The Making of World of Warcraft
Part Two: Five years at the top.
Not everything that went into Wrath was brand new, however. One important decision harked right back to the beginning of Brack's tenure at Blizzard. Naxx was back.
"It was one of the most popular dungeons that we've ever made," says Brack of the floating necropolis. "The encounters were awesome, really well done and well tuned, and the players loved it - but so many players didn't get to experience it. Getting that out in front of more players, having more players experience it and being able to have other players have that same kind of shared experience... that's really compelling from both a game developer and a game player standpoint."
Tweaked and updated, and now divided into both 10-man and 25-man versions, Naxxramas was to be the first raid dungeon players would encounter in Wrath of the Lich King. Despite being based on an existing dungeon, Brack confirms that "many, many work-weeks of effort" were involved in getting it up and running - a time commitment which makes the team wary of player petitions to update other old favourites, such as Molten Core, to "Heroic" level 80 versions.
Other ideas in Wrath were the culmination of many years of effort and experimentation - most notably the variable difficulty level of the Obsidian Sanctum raid, where players can decide how difficult they want the encounter to be by killing or ignoring any of three drakes during the battle with the dragon Sartharion.
"The three drakes that we did with the Obsidian Sanctum is something that we've wanted to do for literally years," reveals Brack. "We've wanted to have an encounter that you could beat in different ways, and depending on if you beat it the easy way or the hard way, you would get better loot. We tried once with the Twin Emperors in Ahn'Qiraj, but that didn't really accomplish the objective. We tried again again with the Twins in Sunwell - we learned a lot from that, but Obsidian Sanctum was the time when we really feel like we nailed not only the difficulty, but the reward versus the effort."
Wrath of the Lich King launched in November 2008, and to nobody's great surprise, it became the world's best selling computer game - shifting 2.8 million copies in 24 hours and overthrowing the record set two years previously by The Burning Crusade.
Today, the Blizzard team is working on content updates for Wrath of the Lich King, but is undoubtedly also plotting its next expansion behind closed doors. Five years down the line, you have to wonder if deja vu is setting in - but the team's enthusiasm for creating more WOW seems not to have dimmed.
"Every time out, we want to outdo ourselves," says Metzen. "We're certainly aware of the competition, the amazing games that have popped since WOW came out - just stunning vistas, stunning world visions - and certainly we want to be competitive. We want to provide a vision for our fans that is as good as anything else out there, but really, we have always been our own worst critics.

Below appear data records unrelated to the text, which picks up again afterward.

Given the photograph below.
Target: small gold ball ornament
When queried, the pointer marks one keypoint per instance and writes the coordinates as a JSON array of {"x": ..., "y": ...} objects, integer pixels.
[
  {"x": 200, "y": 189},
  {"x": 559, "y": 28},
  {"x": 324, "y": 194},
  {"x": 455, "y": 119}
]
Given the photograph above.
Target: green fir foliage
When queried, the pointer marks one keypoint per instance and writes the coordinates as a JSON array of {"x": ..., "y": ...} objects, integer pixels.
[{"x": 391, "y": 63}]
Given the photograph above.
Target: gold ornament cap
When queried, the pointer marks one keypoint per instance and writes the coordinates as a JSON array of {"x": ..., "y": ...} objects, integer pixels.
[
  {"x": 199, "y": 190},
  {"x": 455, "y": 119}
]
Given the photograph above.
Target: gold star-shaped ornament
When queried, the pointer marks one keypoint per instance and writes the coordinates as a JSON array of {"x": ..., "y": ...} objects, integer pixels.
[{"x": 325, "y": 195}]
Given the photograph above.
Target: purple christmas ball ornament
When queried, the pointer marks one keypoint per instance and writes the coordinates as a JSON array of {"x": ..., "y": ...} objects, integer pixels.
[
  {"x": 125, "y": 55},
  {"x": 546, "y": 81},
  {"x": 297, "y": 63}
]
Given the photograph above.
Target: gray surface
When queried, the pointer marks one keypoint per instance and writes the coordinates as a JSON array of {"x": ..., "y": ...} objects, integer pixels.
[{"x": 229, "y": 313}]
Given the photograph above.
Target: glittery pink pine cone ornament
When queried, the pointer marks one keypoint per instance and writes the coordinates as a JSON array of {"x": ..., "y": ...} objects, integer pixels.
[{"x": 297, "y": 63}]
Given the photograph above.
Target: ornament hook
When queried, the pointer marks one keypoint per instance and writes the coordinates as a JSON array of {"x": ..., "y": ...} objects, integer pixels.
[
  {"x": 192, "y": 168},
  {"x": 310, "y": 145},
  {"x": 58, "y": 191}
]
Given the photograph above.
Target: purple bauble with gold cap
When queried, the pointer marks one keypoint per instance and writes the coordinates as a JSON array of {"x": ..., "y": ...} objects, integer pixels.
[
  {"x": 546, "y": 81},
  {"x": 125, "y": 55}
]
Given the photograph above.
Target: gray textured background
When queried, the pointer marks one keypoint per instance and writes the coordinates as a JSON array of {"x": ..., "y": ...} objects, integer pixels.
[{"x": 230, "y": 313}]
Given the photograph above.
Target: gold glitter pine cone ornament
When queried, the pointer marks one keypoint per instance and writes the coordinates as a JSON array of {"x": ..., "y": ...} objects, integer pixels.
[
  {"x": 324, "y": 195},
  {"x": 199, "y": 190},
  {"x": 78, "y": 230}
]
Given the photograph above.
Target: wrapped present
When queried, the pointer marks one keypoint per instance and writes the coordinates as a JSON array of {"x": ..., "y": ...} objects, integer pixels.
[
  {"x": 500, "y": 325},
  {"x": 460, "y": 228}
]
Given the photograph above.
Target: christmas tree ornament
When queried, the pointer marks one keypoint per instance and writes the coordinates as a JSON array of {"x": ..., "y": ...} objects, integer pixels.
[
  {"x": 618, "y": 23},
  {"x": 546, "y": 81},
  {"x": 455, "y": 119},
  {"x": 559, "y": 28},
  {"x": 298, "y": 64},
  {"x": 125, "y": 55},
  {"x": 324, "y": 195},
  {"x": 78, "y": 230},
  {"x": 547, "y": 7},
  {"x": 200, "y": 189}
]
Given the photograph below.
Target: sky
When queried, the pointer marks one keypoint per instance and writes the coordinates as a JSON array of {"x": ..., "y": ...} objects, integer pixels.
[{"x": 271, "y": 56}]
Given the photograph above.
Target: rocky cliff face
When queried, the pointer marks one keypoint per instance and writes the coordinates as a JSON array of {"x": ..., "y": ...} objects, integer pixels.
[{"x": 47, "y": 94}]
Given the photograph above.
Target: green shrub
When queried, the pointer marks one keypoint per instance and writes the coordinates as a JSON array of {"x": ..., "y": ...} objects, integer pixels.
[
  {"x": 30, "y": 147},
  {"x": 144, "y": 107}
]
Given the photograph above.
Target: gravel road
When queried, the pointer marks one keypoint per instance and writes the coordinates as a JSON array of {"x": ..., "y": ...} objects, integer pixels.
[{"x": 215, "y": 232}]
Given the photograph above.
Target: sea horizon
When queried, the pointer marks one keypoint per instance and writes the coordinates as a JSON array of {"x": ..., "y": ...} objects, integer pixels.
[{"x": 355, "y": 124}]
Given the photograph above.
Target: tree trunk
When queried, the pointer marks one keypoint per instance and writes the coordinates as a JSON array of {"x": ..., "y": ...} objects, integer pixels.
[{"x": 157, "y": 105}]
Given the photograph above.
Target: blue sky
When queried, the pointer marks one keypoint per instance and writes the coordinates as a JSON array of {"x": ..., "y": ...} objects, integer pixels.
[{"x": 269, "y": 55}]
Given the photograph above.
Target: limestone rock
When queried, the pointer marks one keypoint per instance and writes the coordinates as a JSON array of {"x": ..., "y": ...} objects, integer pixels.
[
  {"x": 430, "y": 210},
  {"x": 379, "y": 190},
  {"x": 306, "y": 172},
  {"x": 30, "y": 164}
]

"As a group of artists and designers, we always want to outdo ourselves, and really stretch ourselves, get outside of our comfort zones and really push this thing, maybe by inches, into new territory."
Art director Sam Didier chips in. "Warcraft is really fun to create art for because anything goes," he says. "We now have motorcycles in World of Warcraft! We have giant guys running around on mammoths next to guys that are on gyrocopters next to guys who are on transparent nether-drakes..."
"With giant crystal spaceships from other planets crashing down," Metzen interjects.
"I don't know that we ever decided to do this, specifically, but what has happened over time is that WOW has become the kind of fictional exercise that can substantiate almost any whim," he continues. "We want to go and chase crazy Cthulu mythology or Egyptian art sets, we can do that. It'll handle it. Like Sam said, if we want to chase gyrocopters and motorbikes and steam tanks, it can handle that. Somehow the fiction has developed into a playground, or a sandbox if you will, that can really integrate almost any goofy idea we want to chase.
"My great hope is that we can continue to push the boundaries, and continue to show players visions of this world and of this franchise that they do not expect, and that we continue to take risks with this world overall," Metzen concludes. "I think that's where we're going to maintain our integrity as artists - and really just take people for a ride."